1

I'm new in R, so help me please to understand what is wrong. I'm trying to predict some data, but object that predict function returns (it is strange class (factor)) contains low data. Test set size is 5886 obs. of 160 variables, when predict object lenght is 110... I expected vector of predicted classes or data frame back.
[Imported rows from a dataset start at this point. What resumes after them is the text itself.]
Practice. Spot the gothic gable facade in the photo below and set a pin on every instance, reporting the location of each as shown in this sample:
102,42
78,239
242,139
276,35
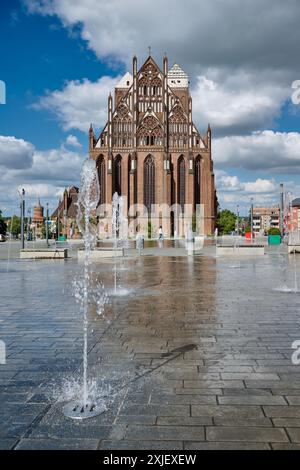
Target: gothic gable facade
150,149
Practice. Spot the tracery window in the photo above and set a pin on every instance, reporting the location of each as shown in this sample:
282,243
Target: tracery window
117,175
101,178
149,182
197,176
181,182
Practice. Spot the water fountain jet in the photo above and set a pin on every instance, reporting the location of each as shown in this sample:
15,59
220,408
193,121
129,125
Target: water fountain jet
88,199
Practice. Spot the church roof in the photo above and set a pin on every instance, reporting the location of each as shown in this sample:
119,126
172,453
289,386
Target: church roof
177,78
126,81
177,72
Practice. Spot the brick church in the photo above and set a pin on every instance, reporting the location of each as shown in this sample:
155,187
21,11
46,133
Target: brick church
150,150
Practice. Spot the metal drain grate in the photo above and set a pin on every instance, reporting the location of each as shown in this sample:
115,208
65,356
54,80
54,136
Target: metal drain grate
78,411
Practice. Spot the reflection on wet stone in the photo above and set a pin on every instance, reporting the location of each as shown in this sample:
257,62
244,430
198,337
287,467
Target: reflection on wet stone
196,355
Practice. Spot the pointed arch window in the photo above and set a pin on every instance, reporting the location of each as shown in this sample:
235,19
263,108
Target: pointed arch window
101,178
197,173
149,182
181,182
117,175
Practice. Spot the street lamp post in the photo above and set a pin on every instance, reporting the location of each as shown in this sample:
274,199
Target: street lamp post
251,215
65,223
47,224
22,218
281,210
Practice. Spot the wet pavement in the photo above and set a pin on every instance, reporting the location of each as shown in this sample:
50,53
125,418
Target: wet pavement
195,353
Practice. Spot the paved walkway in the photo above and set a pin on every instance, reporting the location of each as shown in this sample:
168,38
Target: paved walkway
196,354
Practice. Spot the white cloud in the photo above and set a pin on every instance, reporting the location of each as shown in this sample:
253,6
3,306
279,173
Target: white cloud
79,103
264,151
72,141
262,32
47,174
239,104
15,153
241,67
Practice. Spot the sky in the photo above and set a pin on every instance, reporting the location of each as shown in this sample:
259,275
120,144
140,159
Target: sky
59,59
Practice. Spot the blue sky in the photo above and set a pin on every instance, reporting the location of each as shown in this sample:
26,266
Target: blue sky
60,59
What do I understand wrong?

library(MASS)
library(e1071)
set.seed(333)

data <- read.csv(file="D:\\MaсhLearningAssign\\pml-training.csv", head=TRUE, sep=",")

index <- 1:nrow(data)
testindex <- sample(index, trunc(length(index)*30/100))
train <- data[-testindex, ]
test <- data[testindex, ]

model  <- svm(classe~., data = train, kernel="radial", gamma=0.001, cost=10)
prediction <- predict(model, test)
summary(prediction)



Output:
    A  B  C  D  E 
    28 24 25 12 22 

Dataset here

Has QUIT--Anony-Mousse
  • 76,138
  • 12
  • 138
  • 194
UndeadDragon
  • 717
  • 8
  • 23
  • [How to make a great R reproducible example?](http://stackoverflow.com/questions/5963269/how-to-make-a-great-r-reproducible-example) – zero323 Dec 19 '14 at 22:19

1 Answers1

3

svm doesn't handle missing observations and your data set is full of NAs:

> dim(data[complete.cases(data), ])
[1] 406 160

You can try to remove columns with NAs and then train svm

> data <- data[, which(colSums(apply(data, 2, is.na)) == 0)]
> dim(data)
[1] 19622    93

Now you can try to split your data and fit svm. I would be careful though. It still pretty big data set and svm is rather resource hungry.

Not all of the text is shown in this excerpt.